Accepting reservations is a service that restaurants provide to their guests. Taking reservations definitely impacts the number of turns that a restaurant can expect from a table – lowering profits and driving up prices. Going to no reservations is definitely a good idea from a restaurant’s viewpoint. Especially since having a reservation usually gives the guest a sense of entitlement rather than appreciation that you are saving a table for them that could have been used more efficiently. I’ve had guests show up early and be upset that “their” table wasn’t ready and waiting for them!
Choosing to frequent a restaurant over any other is a privilege the guest provides to the restaurant. Not taking reservations definitely impacts the amount of time the guest usually has to wait, i.e. undetermined. Going to no reservations may be a great idea to the restaurant money wise but for a guest is sucks. And for a kitchen, it’s worse. If I’m planning and know I have 200 covers (and factoring in walk ins) I can handle it much better than “let’s wait and see”. Topaz makes a good point as well. I have neither the time nor inclination to wait an hour when instead I can be quite sure I have a specific time and table.
Time is money for your guests too, restauranteurs.

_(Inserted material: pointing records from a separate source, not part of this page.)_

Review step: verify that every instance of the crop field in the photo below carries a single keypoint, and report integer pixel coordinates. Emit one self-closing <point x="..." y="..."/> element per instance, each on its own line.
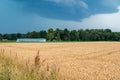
<point x="75" y="60"/>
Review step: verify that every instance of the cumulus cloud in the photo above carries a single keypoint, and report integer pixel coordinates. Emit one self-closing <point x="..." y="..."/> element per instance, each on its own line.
<point x="100" y="21"/>
<point x="70" y="3"/>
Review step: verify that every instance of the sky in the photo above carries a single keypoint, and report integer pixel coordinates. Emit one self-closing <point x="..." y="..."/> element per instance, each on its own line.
<point x="34" y="15"/>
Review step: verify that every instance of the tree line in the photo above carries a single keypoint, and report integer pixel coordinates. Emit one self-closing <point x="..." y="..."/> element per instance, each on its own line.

And if I have to spend an hour waiting for a table, no matter how “special” the food may be, I won’t be staying. I agree with a poster above who like the halfway point of allowing a guest to call in and be placed on the waiting list. That helps. But no reservations at all will make me much less likely to choose your establishment. Just sayin’.

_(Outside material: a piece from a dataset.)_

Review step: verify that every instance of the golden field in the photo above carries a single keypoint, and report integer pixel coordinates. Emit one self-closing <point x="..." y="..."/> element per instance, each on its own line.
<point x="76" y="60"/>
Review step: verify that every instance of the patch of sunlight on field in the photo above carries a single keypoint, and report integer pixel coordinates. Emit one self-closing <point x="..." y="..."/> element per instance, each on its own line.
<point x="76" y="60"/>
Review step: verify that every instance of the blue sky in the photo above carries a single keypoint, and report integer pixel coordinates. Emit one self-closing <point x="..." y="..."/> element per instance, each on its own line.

I absolutely agree. With only a couple of notable exceptions, a “no reservations” policy means no patronage from us. There are too many great alternatives in this town and our time feels valuable enough that this is not something we choose deal with. I can certainly see why from a restaurant’s perspective, a “no reservations” policy might really help the bottom line. However, it’s extremely customer unfriendly (unless you enjoy sitting around for an hour waiting for a table). Thanks, but no thanks.
Rick Hamell says
I’m on the other side of the coin. I don’t like reservations. I realize that means that I might not get to eat at certain places, but we make such last minute decisions that trying to get a reservation is near impossible anyways. If I really want to eat somewhere particular, I’ll just need to go in off hours.